Basque Literature in Translation. Comparison of Different Translation Types in the Work by Bernardo Atxaga
DOI:
https://doi.org/10.14456/nvts.2013.13Keywords:
authorial collaboration, Basque literature, Corpus-based Translation Studies, indirect translation, minority literatures, self-translationAbstract
This thesis aims to compile and analyze the translation of Basque Literature into other languages. As the production of Basque literature was rare up until the last few decades, the phenomenon of translating literary works into other languages is very recent. The objective of this research is to give a general perspective of what has been done so far.
The first part of the thesis is divided into four introductory chapters. After the general introduction, the second chapter takes a sociolinguistic approach to the Basque language and describes Basque literature in its minority and diglossic context. The theoretical framework in which the research is situated is introduced in the third chapter, which pays special attention to the various types of translation analyzed in depth in the latter chapters of the research, namely, self-translation, authorial collaboration and translation by a third translator, as well as direct and indirect translations. The last introductory chapter focuses on the description of the methodology used throughout the research, that is, the construction of a general catalogue and a corpus based on a case study.
The fifth chapter is based on the completion of the ELI Catalogue (Euskal Literatura Itzuliaren Katalogoa), which includes the bibliographic references of books translated from Basque into other languages. The catalogue is analyzed using diverse categories, such as authors, titles, genres, target languages, etc. Illustrative results are also presented in this general overview, such as the most frequently translated authors and books, and the most common target language (Spanish).

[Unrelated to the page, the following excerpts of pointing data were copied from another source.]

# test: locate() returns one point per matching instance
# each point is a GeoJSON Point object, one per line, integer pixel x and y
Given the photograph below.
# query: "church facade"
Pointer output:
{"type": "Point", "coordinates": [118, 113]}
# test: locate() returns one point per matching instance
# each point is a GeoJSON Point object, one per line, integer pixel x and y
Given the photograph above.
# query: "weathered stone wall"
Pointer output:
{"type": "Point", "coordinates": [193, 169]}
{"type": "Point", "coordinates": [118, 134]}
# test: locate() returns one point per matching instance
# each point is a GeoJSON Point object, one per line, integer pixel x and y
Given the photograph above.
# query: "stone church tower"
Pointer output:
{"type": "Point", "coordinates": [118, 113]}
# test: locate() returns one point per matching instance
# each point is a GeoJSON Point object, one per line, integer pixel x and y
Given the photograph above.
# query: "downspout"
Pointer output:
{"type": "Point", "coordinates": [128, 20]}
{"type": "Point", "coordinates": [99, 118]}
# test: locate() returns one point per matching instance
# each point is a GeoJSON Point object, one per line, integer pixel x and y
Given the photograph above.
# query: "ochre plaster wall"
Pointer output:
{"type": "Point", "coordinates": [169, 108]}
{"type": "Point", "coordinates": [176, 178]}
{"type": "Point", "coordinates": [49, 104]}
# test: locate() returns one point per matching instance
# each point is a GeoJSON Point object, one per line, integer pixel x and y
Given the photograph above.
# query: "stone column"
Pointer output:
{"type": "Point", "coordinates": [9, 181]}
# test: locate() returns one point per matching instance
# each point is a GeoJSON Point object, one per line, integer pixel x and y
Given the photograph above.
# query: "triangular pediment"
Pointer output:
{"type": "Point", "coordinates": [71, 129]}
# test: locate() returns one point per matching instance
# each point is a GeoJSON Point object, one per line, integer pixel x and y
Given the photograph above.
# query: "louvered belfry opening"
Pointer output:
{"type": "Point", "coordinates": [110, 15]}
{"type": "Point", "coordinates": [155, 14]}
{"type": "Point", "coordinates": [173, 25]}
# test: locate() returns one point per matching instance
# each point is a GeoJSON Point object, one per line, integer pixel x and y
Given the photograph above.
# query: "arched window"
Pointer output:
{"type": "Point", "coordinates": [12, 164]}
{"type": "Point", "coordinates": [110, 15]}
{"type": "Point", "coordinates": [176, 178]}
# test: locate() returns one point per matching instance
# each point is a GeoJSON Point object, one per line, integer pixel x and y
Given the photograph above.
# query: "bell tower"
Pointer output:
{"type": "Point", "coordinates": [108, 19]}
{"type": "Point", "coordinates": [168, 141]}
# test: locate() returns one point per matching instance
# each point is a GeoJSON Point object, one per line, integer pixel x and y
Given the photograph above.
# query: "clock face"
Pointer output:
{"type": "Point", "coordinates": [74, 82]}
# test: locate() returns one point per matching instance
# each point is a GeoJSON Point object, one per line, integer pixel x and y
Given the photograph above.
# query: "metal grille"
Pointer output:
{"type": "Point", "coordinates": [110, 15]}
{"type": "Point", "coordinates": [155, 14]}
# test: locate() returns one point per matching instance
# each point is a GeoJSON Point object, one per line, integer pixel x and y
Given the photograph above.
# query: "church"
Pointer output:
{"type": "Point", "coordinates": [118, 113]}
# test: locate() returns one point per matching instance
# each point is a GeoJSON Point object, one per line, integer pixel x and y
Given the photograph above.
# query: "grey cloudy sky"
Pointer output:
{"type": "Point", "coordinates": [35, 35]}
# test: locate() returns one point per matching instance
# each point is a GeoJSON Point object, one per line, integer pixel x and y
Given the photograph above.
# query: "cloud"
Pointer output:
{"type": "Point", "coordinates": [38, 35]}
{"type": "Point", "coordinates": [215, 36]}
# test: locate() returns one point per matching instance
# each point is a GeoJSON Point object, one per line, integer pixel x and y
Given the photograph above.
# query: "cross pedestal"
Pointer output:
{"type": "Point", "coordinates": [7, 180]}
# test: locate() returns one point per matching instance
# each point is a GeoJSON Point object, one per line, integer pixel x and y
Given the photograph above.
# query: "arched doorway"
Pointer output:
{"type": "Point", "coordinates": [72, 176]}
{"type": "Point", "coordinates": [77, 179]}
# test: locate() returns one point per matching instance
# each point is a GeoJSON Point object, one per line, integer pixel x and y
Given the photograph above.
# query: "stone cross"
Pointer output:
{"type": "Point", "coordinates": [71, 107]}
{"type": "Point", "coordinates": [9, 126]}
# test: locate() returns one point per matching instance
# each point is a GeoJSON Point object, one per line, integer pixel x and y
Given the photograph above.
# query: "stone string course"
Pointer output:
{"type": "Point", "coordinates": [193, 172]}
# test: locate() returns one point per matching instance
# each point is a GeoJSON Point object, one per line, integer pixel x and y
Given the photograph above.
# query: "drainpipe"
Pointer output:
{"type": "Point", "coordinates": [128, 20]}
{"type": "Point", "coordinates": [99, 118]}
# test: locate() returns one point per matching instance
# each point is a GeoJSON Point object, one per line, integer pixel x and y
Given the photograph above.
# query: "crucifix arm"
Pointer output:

As the object of study is a diglossic literary system built up in a complex linguistic reality, various translating types were identified as a result of the analysis of the ELI Catalogue. The main hypothesis of this phase of the research is that each translation type will offer a different result. In order to compare them, a reduced corpus was built from twelve original works by Bernardo Atxaga (the most translated author according to Chapter 5) and their translations into seven target languages (Catalan, English, French, Galician, German, Italian and Spanish). The next chapters focus on the comparison of these texts in order to observe and describe the differences that exist between self-translation, authorial collaboration and translation made by a third translator into Spanish, as well as between the direct and indirect translations into the other target languages. The corpus is investigated at different levels: peritextual analysis, macrotextual analysis and microtextual analysis, which focuses on proper names and on colors.
The general hypothesis of the thesis was supported, as the analysis of the corpus showed that there are actually different norms in each language-pair, and that there are large differences between the Spanish translation and the translations into other target languages. The results indicate that the diglossic and incomplete nature of Basque literature determines the form and image that it will take in other cultures.